Mayor Agrees To Meet With Angry Parking Ticket Victims Association
If you're frustrated with getting $73 parking tickets on those annoying street-sweeping days, you're not alone. The Los Angeles Parking Freedom Initiative is a grass-roots group trying to make it known that they're less than enthused about the parking ticket sitch in L.A. The group is making some headway: Mayor Eric Garcetti announced on Thursday that he's creating a panel to hear them out and chat about the ways they can solve some of our parking ticket woes.
The founder of the Los Angeles Parking Freedom Initiative, Steven Vincent, told the L.A. Times that they want to talk to Garcetti about lowering the costs of fines, making parking signs less confusing (come on, who has time to read the parking restrictions of five different signs on one pole?) and increasing the parking hours on certain streets.
Earlier this week, the Los Angeles Parking Freedom Initiative group blasted Garcetti's recently-released budget plan to hire 50 more part-time parking enforcement officers, reported KABC. Seems like he heard them loud and clear since the panel group was announced a couple of days later. A line in the budget noted that hiring the additional staff would help add an estimated $5 million annual revenue garnered from parking tickets, reported the L.A. Daily News.
The grass-roots group claimed the additional officers would hand out more tickets and that the city was too focused on generating revenue from parking citations. However, Garcetti's team said the increased staff would help with special events, traffic control and reduce overtime.

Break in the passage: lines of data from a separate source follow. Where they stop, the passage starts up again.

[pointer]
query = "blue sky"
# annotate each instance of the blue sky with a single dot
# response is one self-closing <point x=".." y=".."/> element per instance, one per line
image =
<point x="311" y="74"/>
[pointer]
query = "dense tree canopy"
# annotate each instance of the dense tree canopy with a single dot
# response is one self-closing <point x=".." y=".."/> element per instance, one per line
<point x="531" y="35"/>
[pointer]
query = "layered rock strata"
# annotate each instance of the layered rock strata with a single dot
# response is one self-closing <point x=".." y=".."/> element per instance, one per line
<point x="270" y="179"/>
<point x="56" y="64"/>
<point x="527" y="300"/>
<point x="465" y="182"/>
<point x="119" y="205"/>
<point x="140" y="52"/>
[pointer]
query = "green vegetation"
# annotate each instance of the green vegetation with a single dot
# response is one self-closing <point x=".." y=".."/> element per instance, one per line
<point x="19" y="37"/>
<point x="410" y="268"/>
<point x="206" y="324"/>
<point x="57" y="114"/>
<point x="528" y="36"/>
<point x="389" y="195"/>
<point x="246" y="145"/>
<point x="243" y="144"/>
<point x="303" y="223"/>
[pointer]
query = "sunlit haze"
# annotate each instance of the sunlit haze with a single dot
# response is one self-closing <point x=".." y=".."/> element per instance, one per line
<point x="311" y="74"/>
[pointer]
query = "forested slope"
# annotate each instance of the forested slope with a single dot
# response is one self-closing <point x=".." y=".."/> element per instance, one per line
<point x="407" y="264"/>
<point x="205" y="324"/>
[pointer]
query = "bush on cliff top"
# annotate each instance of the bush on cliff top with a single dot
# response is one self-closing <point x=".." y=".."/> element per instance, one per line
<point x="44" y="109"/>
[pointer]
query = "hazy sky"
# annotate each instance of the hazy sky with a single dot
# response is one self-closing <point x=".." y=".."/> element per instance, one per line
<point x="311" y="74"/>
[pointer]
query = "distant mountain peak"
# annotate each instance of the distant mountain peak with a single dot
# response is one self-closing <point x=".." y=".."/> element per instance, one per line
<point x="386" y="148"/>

There were 2.6 million tickets issued last year and a total of $150 million in revenue from the fines, according to the Daily News. Garcetti won't be raising the cost of parking citations, though (which include $73 for parking during street-cleaning or $63 for parking at an expired meter).
The Los Angeles Parking Freedom Initiative hopes to change the parking policies on the March 2015 municipal ballot.
"What we want is real, systemic reform," Vincent told the Times.